Imagine trying to record a symphony in a second. That is effectively what CERN’s ALICE collaboration will have to do when the laboratory’s forthcoming Large Hadron Collider (LHC) starts up in 2005. Furthermore, that rate will have to be sustained for a full month each year.
ALICE is the LHC’s dedicated heavy-ion experiment. Although heavy-ion running will occupy just one month per year, the huge number of particles produced in ion collisions means that ALICE will record as much data in that month as the ATLAS and CMS experiments plan to do during the whole of the LHC annual run. The target is to store one petabyte (1015 bytes) per year, recorded at the rate of more than 1 Gbyte/s. This is the ALICE data challenge, and it dwarfs existing data acquisition (DAQ) applications. At CERN’s current flagship accelerator LEP, for example, data rates are counted in fractions of 1 Mbyte/s. Even NASA’s Earth Observing System, which will monitor the Earth day and night, will take years to produce a petabyte of data.
Meeting the challenge is a long-term project, and work has already begun.

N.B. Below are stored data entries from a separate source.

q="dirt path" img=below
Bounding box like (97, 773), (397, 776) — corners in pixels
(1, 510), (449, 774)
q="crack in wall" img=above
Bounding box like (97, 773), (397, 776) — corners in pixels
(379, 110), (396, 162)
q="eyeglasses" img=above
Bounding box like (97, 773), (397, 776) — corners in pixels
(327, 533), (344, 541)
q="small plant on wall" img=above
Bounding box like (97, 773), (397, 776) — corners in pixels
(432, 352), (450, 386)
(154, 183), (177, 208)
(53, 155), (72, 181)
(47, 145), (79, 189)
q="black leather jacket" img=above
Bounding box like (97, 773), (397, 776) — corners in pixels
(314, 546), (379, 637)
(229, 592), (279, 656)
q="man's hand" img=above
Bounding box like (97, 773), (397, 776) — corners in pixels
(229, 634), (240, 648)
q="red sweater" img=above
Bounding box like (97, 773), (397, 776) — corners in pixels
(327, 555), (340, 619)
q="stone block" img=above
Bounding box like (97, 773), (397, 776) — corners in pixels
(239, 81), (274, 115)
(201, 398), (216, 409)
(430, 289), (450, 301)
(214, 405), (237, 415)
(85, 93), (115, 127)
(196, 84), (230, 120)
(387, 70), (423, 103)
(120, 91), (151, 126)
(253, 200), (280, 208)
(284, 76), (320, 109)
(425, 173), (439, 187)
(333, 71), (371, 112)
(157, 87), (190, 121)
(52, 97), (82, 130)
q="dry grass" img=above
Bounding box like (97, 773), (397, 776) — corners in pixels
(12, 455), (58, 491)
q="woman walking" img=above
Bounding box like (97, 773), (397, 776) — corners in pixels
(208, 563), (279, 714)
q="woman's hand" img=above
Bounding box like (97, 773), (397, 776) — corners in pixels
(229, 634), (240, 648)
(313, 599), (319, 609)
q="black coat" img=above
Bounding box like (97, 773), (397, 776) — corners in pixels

People from the ALICE collaboration have been working with members of CERN’s Information Technology Division to develop the experiment’s data acquisition and recording systems. Matters are further complicated by the fact that the ALICE experiment will be situated several kilometres away from CERN’s computer centre, where the data will be recorded. This adds complexity and makes it even more important to start work now.
Standard components – such as CERN’s network backbone and farms of PCs running the Linux operating system – will be used to minimize capital outlay. They will, however, be reconfigured for the task in order to extract the maximum performance from the system. Data will be recorded by StorageTek tape robots installed as part of the laboratory’s tape-automation project to pave the way for handling the large number of tapes that will be required by LHC experiments.
The first goal for the ALICE data challenge was to run the full system at a data transfer rate of 100 Mbyte/s – 10% of the final number. This was scheduled for March and April 2000 so as not to interfere with CERN’s experimental programme, which will get up to speed in the summer.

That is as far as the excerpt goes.